The difference between AWS regions, availability zones and edge locations

It's easy to get lost in the cool world of AWS's services. When someone starts using them, the basic terms like regions, availability zones and VPC can be confusing. In this post, I'll provide a brief explanation of what regions, availability zones, data centres, VPC's and subnets are and will point out the basic difference between them.

Regions, availability zones and data centres are all part of the AWS global infrastructure. They are physical units of the AWS ecosystem in a well-defined geographical area.

On the other hand, VPC and subnets are logical units, although they also have some geographical restrictions.

Let’s quickly see the difference between them.

Regions

Regions are geographic locations and they can be found on all continents in the world. As of writing this, AWS has 20 available regions, and they keep expanding. Chances are that by the time you read this, they will have more than that.

Regions, as being separate locations, are physically isolated from each other. By having regions in all segment on the world, AWS managed to achieve high fault tolerance and stability in their services.

Mission critical applications can be backed up between multiple regions through the internet, or, since 2017, accounts can use AWS’s private network to connect to other regions.

Examples for regions are North-Virginia, California, Frankfurt or Sydney. Some regions like the AWS GovCloud regions are not available for new accounts.

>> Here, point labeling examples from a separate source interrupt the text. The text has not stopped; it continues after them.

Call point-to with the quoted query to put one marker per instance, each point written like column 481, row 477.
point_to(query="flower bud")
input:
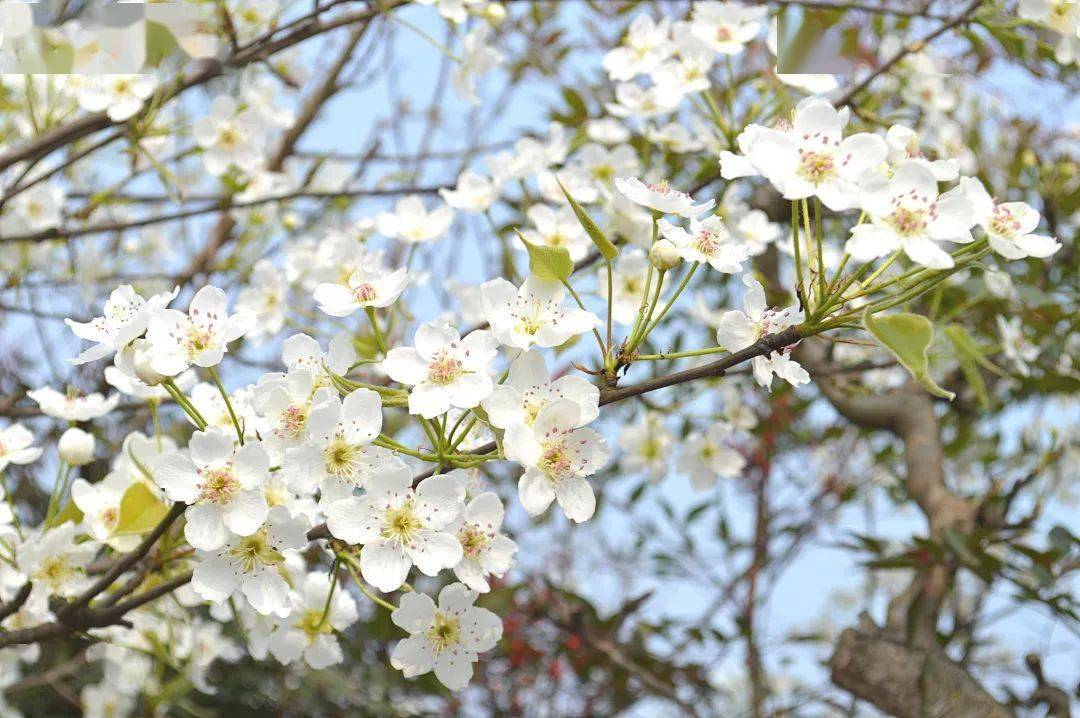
column 77, row 447
column 664, row 256
column 135, row 362
column 495, row 13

Resources are region specific

As regions are well separated from each other, services are region specific. When an account is created, AWS creates a VPC (Virtual Private Cloud) and its basic elements in each region for the account.

If I run an application in the Sydney region, I can only look at the instances, routes etc. in that region. If I select another region like Frankfurt in the AWS console, I won’t see the instances from the Sydney region. Instead, the instances of the Frankfurt region will be visible, if I have launched any in that region.

Availability zones

Each region has at least two availability zones, which are physically separated units within the region. The only exception is the Asia Pacific (Osaka) local region, which has only one availability zone at the moment.

Availability zones are connected to each other by AWS to provide redundancy and low latency, so the communication between availability zones in the same region occurs on AWS’s private network.

AWS regions and availability zones
AWS regions and availability zones (source: aws.amazon.com)

By default, when an instance (EC2) like a web server is launched, we can select the availability zone or let AWS do this for us. It’s a good idea to let AWS select the availability zone because they know better which availability zone has more capacity to host our application. AWS strive for even distribution between the availability zones and the best one will be picked during the launch of the instance.

For the same reason, it’s possible that not all availability zones can be selected. Some of them might not even be offered for new accounts, so the best is to let AWS select the right zone for us.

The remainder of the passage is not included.